This thread is a couple of months old, but I think I should weigh in, given that the other answers seem to focus on the solutions of algebraic equations.

I think it is worth stressing that, despite what the examples given might make you think, the concept of "gaps" is inherently topological (or order-theoretic, whichever way you prefer to swing), not algebraic.

Indeed, what happens is sort of the opposite of what the example with the square root seems to suggest: what we do is we fill the gaps (most of which we cannot even name!). *Then*, having done that, we see that, lo and behold, we have e.g. a positive $n$-th root for each positive number --- but this can be seen as a sort of side effect.

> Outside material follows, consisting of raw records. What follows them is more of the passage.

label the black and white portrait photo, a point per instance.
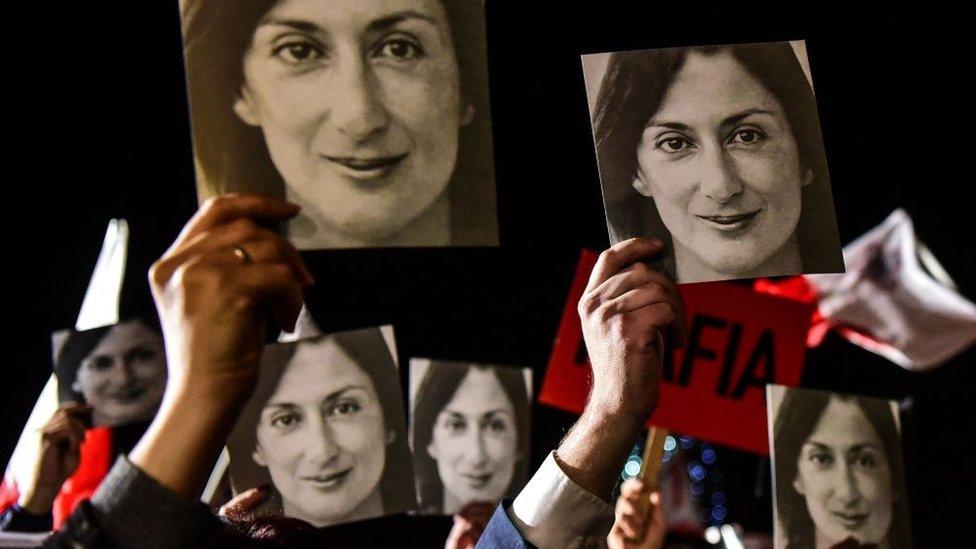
(118, 370)
(470, 431)
(717, 152)
(372, 115)
(326, 430)
(838, 473)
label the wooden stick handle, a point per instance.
(653, 453)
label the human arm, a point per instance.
(212, 305)
(625, 311)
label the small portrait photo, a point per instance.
(118, 370)
(470, 430)
(372, 115)
(326, 430)
(838, 473)
(717, 152)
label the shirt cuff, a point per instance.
(134, 510)
(553, 511)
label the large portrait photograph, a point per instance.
(372, 115)
(470, 429)
(717, 152)
(119, 371)
(838, 472)
(326, 430)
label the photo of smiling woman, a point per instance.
(118, 370)
(717, 151)
(372, 115)
(837, 470)
(326, 430)
(469, 431)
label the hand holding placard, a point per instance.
(624, 309)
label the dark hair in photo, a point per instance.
(795, 421)
(633, 88)
(368, 349)
(440, 382)
(71, 347)
(233, 156)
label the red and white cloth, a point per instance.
(895, 299)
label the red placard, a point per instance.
(713, 389)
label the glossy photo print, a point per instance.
(118, 370)
(716, 151)
(470, 431)
(326, 430)
(838, 473)
(372, 115)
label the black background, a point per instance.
(97, 128)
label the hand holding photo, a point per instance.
(717, 149)
(838, 474)
(372, 115)
(325, 428)
(118, 370)
(470, 433)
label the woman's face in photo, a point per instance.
(721, 163)
(322, 436)
(360, 105)
(844, 475)
(475, 442)
(124, 377)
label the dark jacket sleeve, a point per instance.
(131, 509)
(501, 532)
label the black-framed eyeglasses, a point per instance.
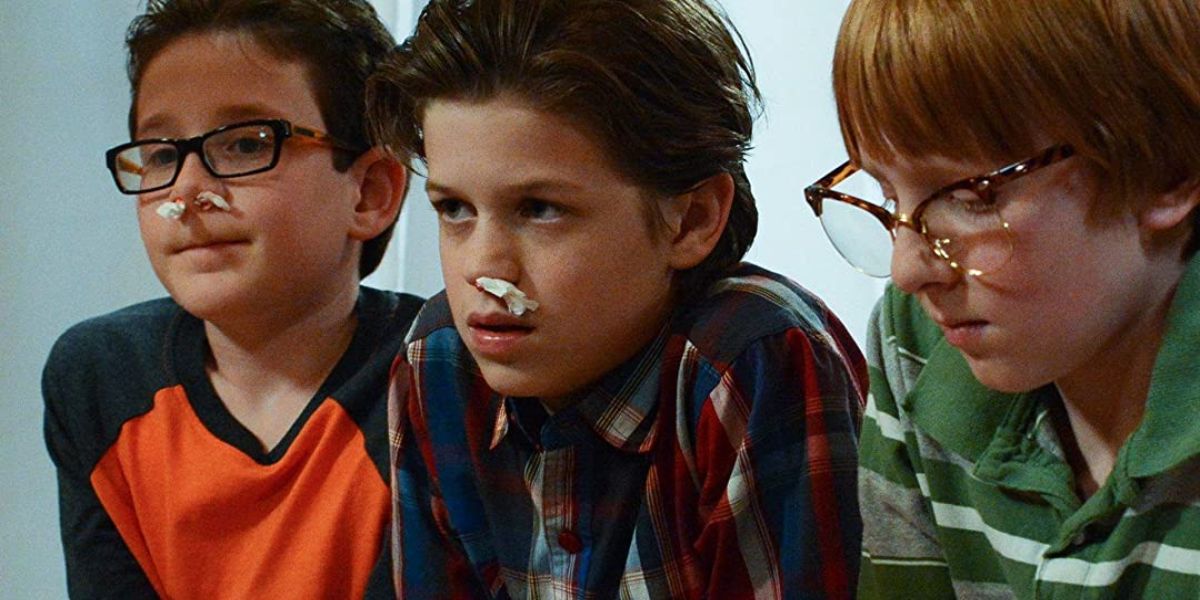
(229, 151)
(961, 222)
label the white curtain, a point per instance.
(412, 261)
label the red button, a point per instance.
(569, 541)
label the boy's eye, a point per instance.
(249, 145)
(240, 145)
(160, 157)
(451, 210)
(540, 210)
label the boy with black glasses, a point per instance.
(1032, 426)
(229, 442)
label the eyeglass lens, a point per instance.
(960, 227)
(229, 153)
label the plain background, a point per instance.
(70, 246)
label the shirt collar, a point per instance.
(619, 408)
(1162, 442)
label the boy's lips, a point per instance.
(207, 244)
(963, 334)
(495, 334)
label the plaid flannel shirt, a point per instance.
(718, 462)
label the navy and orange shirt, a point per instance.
(163, 493)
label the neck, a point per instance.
(1105, 400)
(267, 371)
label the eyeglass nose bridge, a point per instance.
(191, 145)
(905, 220)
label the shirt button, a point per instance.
(569, 541)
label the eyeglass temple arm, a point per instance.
(319, 137)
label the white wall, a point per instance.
(70, 249)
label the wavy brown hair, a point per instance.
(663, 85)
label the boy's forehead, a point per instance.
(207, 79)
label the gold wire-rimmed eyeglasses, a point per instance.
(961, 222)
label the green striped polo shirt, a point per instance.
(965, 491)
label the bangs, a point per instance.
(972, 81)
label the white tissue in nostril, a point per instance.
(516, 300)
(205, 199)
(173, 209)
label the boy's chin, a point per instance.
(525, 383)
(1007, 378)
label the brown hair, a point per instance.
(663, 85)
(340, 41)
(983, 79)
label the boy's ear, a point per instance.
(696, 220)
(1171, 209)
(382, 185)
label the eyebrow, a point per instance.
(226, 115)
(533, 187)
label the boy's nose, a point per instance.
(915, 265)
(195, 178)
(491, 252)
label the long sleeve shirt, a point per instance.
(718, 462)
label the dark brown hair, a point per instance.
(340, 42)
(663, 85)
(983, 79)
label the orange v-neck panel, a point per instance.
(204, 520)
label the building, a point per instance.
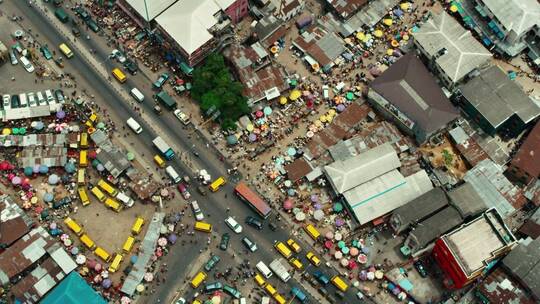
(502, 25)
(500, 287)
(418, 209)
(470, 250)
(320, 48)
(346, 8)
(73, 289)
(497, 104)
(450, 50)
(523, 262)
(371, 184)
(14, 222)
(408, 95)
(525, 166)
(254, 68)
(194, 29)
(494, 188)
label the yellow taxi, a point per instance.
(313, 258)
(294, 245)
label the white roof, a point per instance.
(347, 174)
(385, 193)
(463, 52)
(154, 7)
(517, 15)
(187, 22)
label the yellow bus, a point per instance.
(202, 226)
(279, 298)
(107, 188)
(83, 196)
(198, 279)
(73, 226)
(103, 254)
(137, 226)
(119, 75)
(87, 241)
(98, 194)
(339, 283)
(83, 160)
(84, 140)
(80, 177)
(128, 244)
(65, 50)
(283, 249)
(113, 204)
(115, 263)
(312, 232)
(214, 186)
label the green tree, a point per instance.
(214, 87)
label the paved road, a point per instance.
(214, 205)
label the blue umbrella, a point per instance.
(43, 169)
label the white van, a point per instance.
(172, 174)
(23, 102)
(134, 125)
(41, 99)
(137, 94)
(26, 64)
(264, 270)
(126, 200)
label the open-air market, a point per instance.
(270, 151)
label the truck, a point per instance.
(278, 267)
(163, 148)
(166, 100)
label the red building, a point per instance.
(470, 250)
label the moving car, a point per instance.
(249, 244)
(252, 221)
(183, 117)
(224, 244)
(313, 258)
(233, 224)
(161, 80)
(212, 262)
(294, 245)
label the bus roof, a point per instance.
(253, 198)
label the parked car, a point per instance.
(249, 244)
(212, 262)
(420, 268)
(161, 80)
(254, 222)
(224, 244)
(233, 224)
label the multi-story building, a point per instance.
(503, 25)
(470, 250)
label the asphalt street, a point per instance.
(214, 205)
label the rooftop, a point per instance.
(383, 194)
(494, 188)
(345, 8)
(528, 156)
(347, 174)
(150, 9)
(516, 15)
(188, 23)
(409, 86)
(456, 51)
(497, 97)
(524, 263)
(479, 242)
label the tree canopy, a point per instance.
(214, 87)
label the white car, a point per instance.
(181, 116)
(233, 224)
(6, 99)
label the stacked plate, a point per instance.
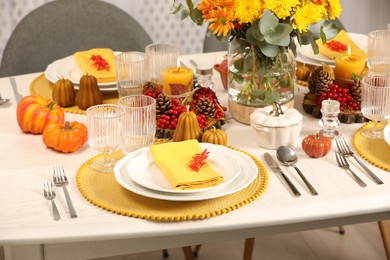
(138, 173)
(306, 55)
(67, 68)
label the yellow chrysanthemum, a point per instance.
(221, 21)
(247, 11)
(334, 9)
(281, 8)
(307, 14)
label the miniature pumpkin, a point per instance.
(215, 136)
(35, 112)
(66, 137)
(316, 145)
(89, 93)
(63, 93)
(187, 127)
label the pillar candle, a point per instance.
(177, 81)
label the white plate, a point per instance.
(306, 52)
(67, 68)
(248, 174)
(143, 171)
(386, 134)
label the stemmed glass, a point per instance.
(105, 134)
(375, 103)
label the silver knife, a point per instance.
(275, 167)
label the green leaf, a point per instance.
(268, 22)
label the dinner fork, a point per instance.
(49, 194)
(342, 162)
(60, 179)
(346, 151)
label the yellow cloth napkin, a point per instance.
(83, 60)
(342, 37)
(173, 160)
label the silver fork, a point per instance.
(346, 151)
(342, 162)
(60, 179)
(50, 194)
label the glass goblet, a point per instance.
(375, 104)
(105, 134)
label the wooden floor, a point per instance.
(360, 242)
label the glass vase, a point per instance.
(257, 81)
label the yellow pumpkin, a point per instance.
(63, 93)
(187, 127)
(89, 93)
(215, 136)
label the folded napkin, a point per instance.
(174, 158)
(105, 57)
(343, 38)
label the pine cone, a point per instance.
(319, 81)
(356, 91)
(205, 106)
(163, 104)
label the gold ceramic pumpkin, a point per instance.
(63, 92)
(89, 93)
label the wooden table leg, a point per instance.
(383, 228)
(248, 249)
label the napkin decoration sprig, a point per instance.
(99, 62)
(198, 160)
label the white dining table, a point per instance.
(28, 230)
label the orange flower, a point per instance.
(221, 20)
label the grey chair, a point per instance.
(58, 29)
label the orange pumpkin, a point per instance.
(66, 137)
(316, 145)
(35, 112)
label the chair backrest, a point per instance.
(60, 28)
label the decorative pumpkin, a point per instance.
(66, 137)
(215, 136)
(35, 112)
(63, 92)
(187, 127)
(89, 93)
(316, 145)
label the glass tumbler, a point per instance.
(139, 121)
(375, 104)
(105, 134)
(131, 73)
(161, 56)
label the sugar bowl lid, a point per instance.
(275, 116)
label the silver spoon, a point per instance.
(3, 100)
(288, 157)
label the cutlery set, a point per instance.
(59, 179)
(288, 157)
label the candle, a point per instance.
(177, 81)
(348, 65)
(330, 106)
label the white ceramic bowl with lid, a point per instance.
(276, 125)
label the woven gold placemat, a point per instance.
(376, 151)
(102, 190)
(42, 87)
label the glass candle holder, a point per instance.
(329, 122)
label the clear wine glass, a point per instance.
(375, 104)
(105, 134)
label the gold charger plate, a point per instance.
(41, 86)
(375, 151)
(102, 190)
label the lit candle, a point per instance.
(177, 81)
(330, 106)
(348, 65)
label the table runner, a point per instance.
(43, 87)
(102, 190)
(375, 151)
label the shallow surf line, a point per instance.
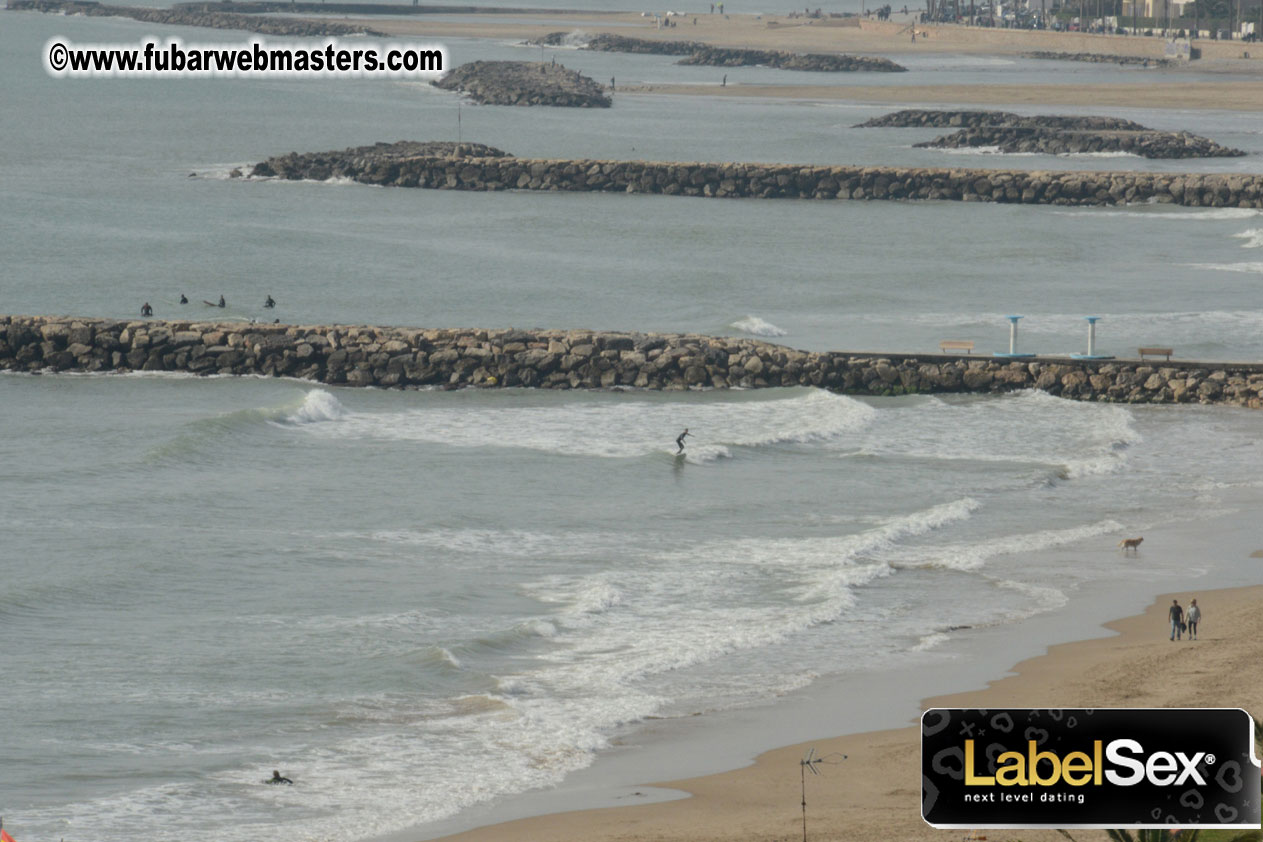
(681, 751)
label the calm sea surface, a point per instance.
(419, 602)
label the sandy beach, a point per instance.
(875, 792)
(893, 39)
(1225, 96)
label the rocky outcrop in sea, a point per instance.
(402, 357)
(368, 164)
(200, 17)
(1099, 58)
(383, 166)
(1052, 134)
(608, 43)
(524, 83)
(1052, 142)
(937, 119)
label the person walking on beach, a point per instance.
(1176, 615)
(1194, 619)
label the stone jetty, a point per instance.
(940, 119)
(524, 83)
(200, 17)
(779, 181)
(1099, 58)
(402, 357)
(608, 43)
(1053, 142)
(1052, 134)
(370, 164)
(697, 53)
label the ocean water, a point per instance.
(421, 604)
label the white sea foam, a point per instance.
(973, 150)
(975, 556)
(931, 641)
(755, 326)
(1253, 237)
(1167, 213)
(318, 405)
(613, 426)
(1249, 266)
(1032, 427)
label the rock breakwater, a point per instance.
(936, 119)
(1053, 134)
(404, 357)
(608, 43)
(1052, 142)
(524, 83)
(200, 17)
(783, 181)
(1099, 58)
(368, 164)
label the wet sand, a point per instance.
(874, 794)
(1219, 91)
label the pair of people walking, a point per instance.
(1184, 621)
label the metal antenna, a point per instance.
(810, 761)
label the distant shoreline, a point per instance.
(875, 793)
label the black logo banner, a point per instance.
(1103, 768)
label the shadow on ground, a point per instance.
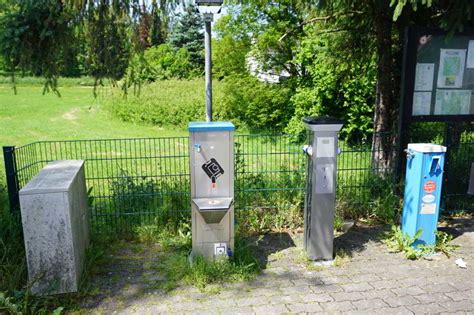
(269, 244)
(355, 240)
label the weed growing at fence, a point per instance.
(377, 203)
(400, 242)
(138, 201)
(177, 270)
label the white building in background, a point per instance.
(268, 76)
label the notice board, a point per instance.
(438, 76)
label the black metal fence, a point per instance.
(133, 181)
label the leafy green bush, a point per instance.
(167, 103)
(400, 242)
(160, 62)
(257, 105)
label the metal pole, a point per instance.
(208, 48)
(12, 180)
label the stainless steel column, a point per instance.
(320, 198)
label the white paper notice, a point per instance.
(424, 76)
(421, 103)
(428, 208)
(470, 55)
(451, 68)
(452, 102)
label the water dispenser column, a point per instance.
(320, 198)
(211, 150)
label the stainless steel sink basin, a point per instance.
(213, 209)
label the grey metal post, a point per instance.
(320, 198)
(208, 48)
(12, 180)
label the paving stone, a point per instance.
(304, 308)
(461, 295)
(327, 288)
(249, 301)
(408, 291)
(426, 308)
(347, 296)
(400, 310)
(362, 286)
(382, 294)
(401, 301)
(372, 282)
(464, 305)
(237, 310)
(432, 298)
(271, 309)
(439, 288)
(385, 284)
(338, 306)
(369, 304)
(315, 297)
(364, 277)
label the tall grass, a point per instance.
(39, 81)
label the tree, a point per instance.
(188, 33)
(157, 32)
(36, 36)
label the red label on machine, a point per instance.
(429, 186)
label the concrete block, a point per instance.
(55, 227)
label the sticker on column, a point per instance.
(325, 147)
(213, 169)
(429, 198)
(429, 186)
(428, 208)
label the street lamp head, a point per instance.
(209, 6)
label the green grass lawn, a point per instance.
(31, 116)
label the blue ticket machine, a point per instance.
(424, 175)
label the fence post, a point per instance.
(12, 180)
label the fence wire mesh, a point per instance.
(137, 181)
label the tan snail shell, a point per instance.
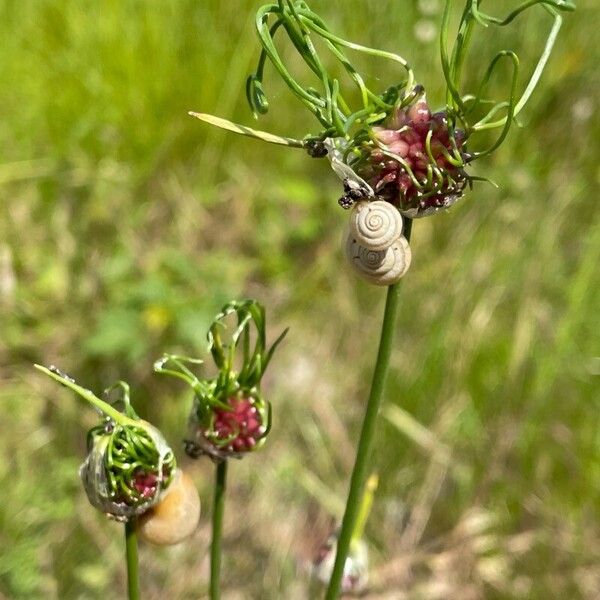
(375, 225)
(380, 267)
(175, 517)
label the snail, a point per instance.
(375, 225)
(375, 246)
(175, 517)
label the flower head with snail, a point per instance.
(392, 147)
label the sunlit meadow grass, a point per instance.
(125, 225)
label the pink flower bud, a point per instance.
(386, 136)
(419, 111)
(400, 147)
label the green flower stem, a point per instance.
(217, 526)
(133, 581)
(365, 444)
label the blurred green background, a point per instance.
(125, 224)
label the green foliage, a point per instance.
(125, 225)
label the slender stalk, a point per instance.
(133, 582)
(217, 525)
(365, 444)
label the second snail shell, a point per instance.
(375, 225)
(175, 517)
(380, 267)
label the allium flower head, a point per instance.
(414, 160)
(356, 567)
(129, 464)
(390, 138)
(230, 416)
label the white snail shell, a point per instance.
(175, 517)
(380, 267)
(375, 225)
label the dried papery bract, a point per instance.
(130, 472)
(356, 568)
(175, 517)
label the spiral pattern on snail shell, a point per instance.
(375, 225)
(380, 267)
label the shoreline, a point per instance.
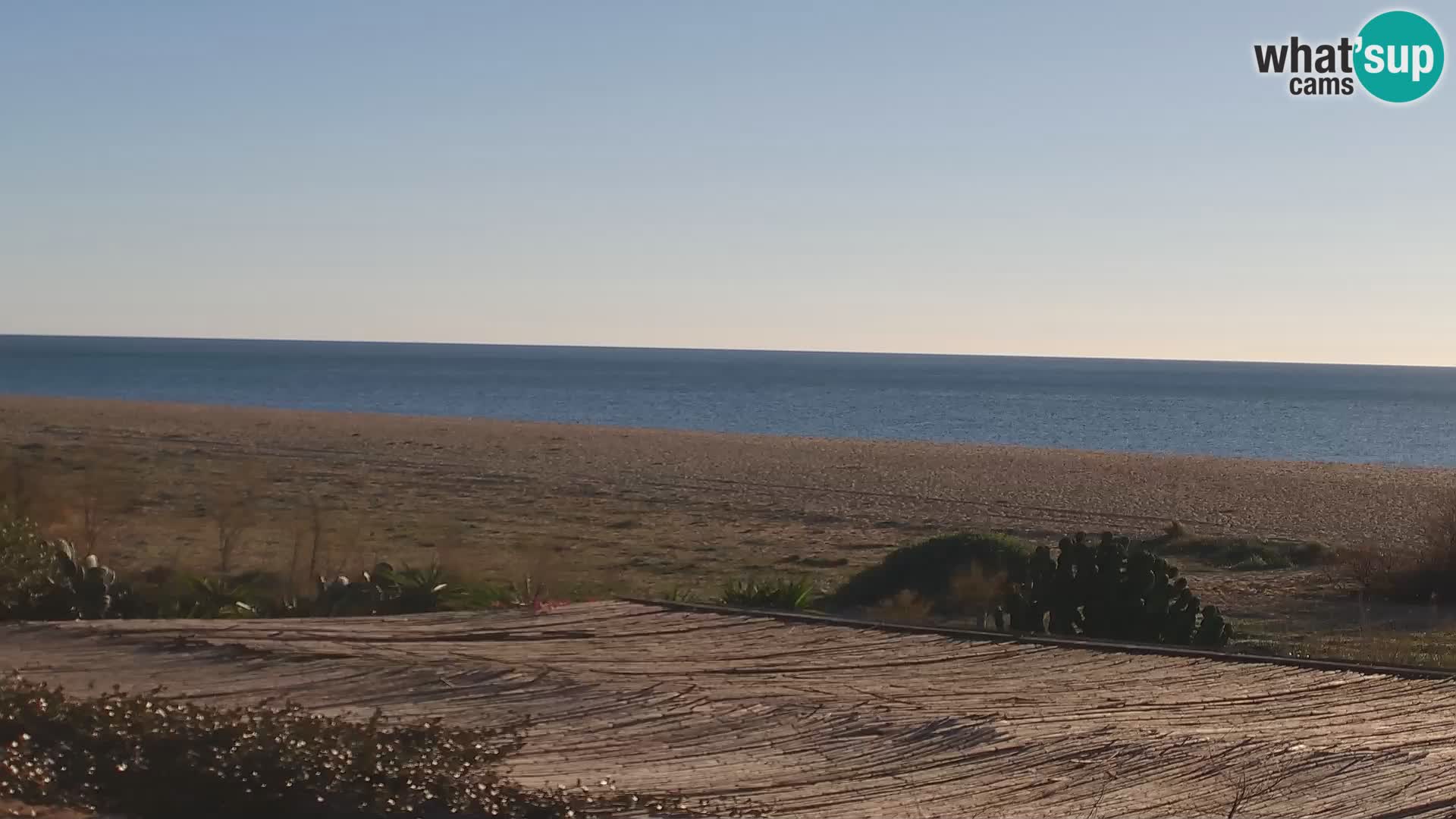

Merely ensuring that we have all these solutions will *not* give us completeness --- the magic only works in one way.

In other words, even if you extend the rationals to a larger ordered field to ensure that the resulting field contains solutions for all algebraic (or even analytic!) equations (which admit real/ordered solutions at all, i.e. not including equations like $x^2+1=0$, or "too many" solutions of equations like $x^2+x+1=0$), the resulting field will usually not be complete (i.e. "gap-free"), and depending on how you choose to extend the order$^\dagger$, it might not even be a subfield of the real numbers (e.g. it might contain infinitesimals).

The easy way to see this is by noting that there are only countably many equations (in finitely many variables, at least), so you can start with the rational numbers, take all these equations with rational parameters plugged in, add solutions, generate a field $F_1$ with those, then take all equations with parameters in $F_1$, use their solutions to obtain a field $F_2$, rinse and repeat, and then $\bigcup_n F_n$ will be a countable field in which all possible equations have solutions. It not very difficult to see that a countable dense linear order cannot be complete (using the fact that the completion of rationals has the cardinality of the continuum). All this remains true even if you add equations using e.g. exponentials, trigonometric functions, integrals, etc.

(That is of course, unless you allow external parameters --- if you add all solutions to equations of the form $x=r$ where $r$ is a real number, then the resulting set will certainly contain the reals, and if you add nothing else besides, you will, of course, get the set of real numbers.)

Even if you add some continuum many elements extra on top of that (and *then* ensure all equations have solutions), there is no reason for what you get to turn out complete.

$\dagger$ Actually, once you have the solutions to all equations of the form $x^2-y=0$ with $y\geq 0$, it is easy to see that there is a unique total ordering compatible with multiplication, namely that for which the positive elements are exactly the squares. That is, provided you are careful enough not to add nonzero $x,y$ with $x^2=-y^2$. The way I am stating this here, this is a bit circular, but it can all be stated and shown in a formally sound way which I do not want to get into to avoid being too technical.